The Shabak removed the gag order about the suspects it arrested (one 12 days ago and one 7 days ago) in the Itamar murders. It revealed that it charged two boys from the extended Awad family (though not directly related):
Israeli security forces have arrested two teenage residents of the West Bank Arab village of Awarta for allegedly carrying out last month’s murder of five family members in the settlement of Itamar, the lifting of a gag order revealed on Sunday.
Palestinian students Amjad Awad, 19, and Hakim Awad 18, both admitted to committing the murder.
…The two suspects, who are unrelated to one another, were identified as members of the Popular Front for the Liberation of Palestine along with several members of their family.
Shin Bet investigators have at this point not identified the murder as being carried out under the auspices of the Popular Front organization. According to what is currently known, the murders were carried out independently by the two suspects.
I wrote a post two days ago based on information provided me from a source who told me the motive for the killings was robbery (that’s the motive I couldn’t report at the time). As this German source says:
Israeli Colonel Nimrod Aloni said in a telephone briefing…the two suspects are believed to have acted on their own and had initially planned to penetrate the settlement only to steal weapons, he said. The murder of the family, he believed, happened along the way.
It appears as sometimes happens that the IDF has a different interpretation of the crime than the Shabak. The latter naturally has even more of a need to create a narrative of terror and blood lust than the IDF. Though nothing can justify the murders themselves, it does appear that this was a crime, as my source originally told me, of theft gone wrong.
In this separate Haaretz article, the Shabak again takes great pains to point to one conspirator’s evident intent to kill Jews, while playing down the second conspirator’s intent to commit robbery:
The minor, Hakim Awad, made a different claim. His confession appears to indicate that he regarded the incident as a burglary and the theft of weapons. But when they thought they had been caught, the break-in turned into murder.
The difference between the two versions may not be that significant…but either way this was a case of premeditated murder.

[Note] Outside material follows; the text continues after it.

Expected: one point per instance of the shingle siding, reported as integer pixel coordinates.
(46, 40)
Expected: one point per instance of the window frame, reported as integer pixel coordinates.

Note the throwaway interpolation by Amos Harel, which clearly indicates the prejudice inherent in the Israeli perspective on the crime. It may be a moot point for an Israeli justice system which tends to grind down and spit out terror suspects; but in most legal systems, a suspect who didn’t premeditate murder would have a meaningful mitigating factor in consideration of his sentence. And contrary to Harel’s erroneous claim, Hakim did not premeditate murder. He did participate in murders, but that wasn’t in his mind, according to him, when he started out.
Also, in Haaretz’s version of the story the boys knew there were other children in the home but hurried away and did not kill them for fear of being detected. In the German media account, also based on a Shabak source, the killers noticed the children and deliberately did not kill them.
For those right-wingers who may be disgusted by the points I’m raising, don’t forget that you (if you’re Israeli) live in a so-called democracy in which a man is innocent till proven guilty and that he is entitled to the strongest possible legal defense, even if accused of cold-blooded murder. That seems lost on many of our far-right friends who believe that hanging is too good for ’em. So yes, what is in a criminal’s mind when he commits a crime is important. Though perhaps it’s not to you.
My source also told me that the suspects were linked to the crime scene by DNA evidence.
It should be noted that the Shabak has published a lie in its own account of its investigation saying only that “tens” of residents of Awarta were arrested, when the number is well north of 100 and probably closer to 200 or more. The statement also does not mention the wholesale devastation wrought by the combined Shabak, IDF and police forces who ransacked virtually all the homes in the village, destroyed furniture and major appliances and wreaked all manner of havoc in pure acts of collective punishment and vengeance.
Shabak reveals that the uncle of one of the suspects was killed by the IDF in 2003 for his alleged involvement in several murders that occurred in Itamar. It doesn’t say that the uncle was killed in cold blood, as usually the army claims those killed were armed and resisted. However, often this is not the case and the victims are not armed, but are killed through the “justice of the gun.”
Despite the fact that a villager the suspects approached in hopes of procuring a weapon for the attack didn’t help them, the former was arrested as well and will likely spend years in jail for his trouble.
This was an act of insanity. An act that could only be committed by someone literally insane or teenagers out to prove their manhood to their elders and comrades.
One of the other tragedies of this incident is that the killers used weapons they stole from another settler home to kill the Fogel parents.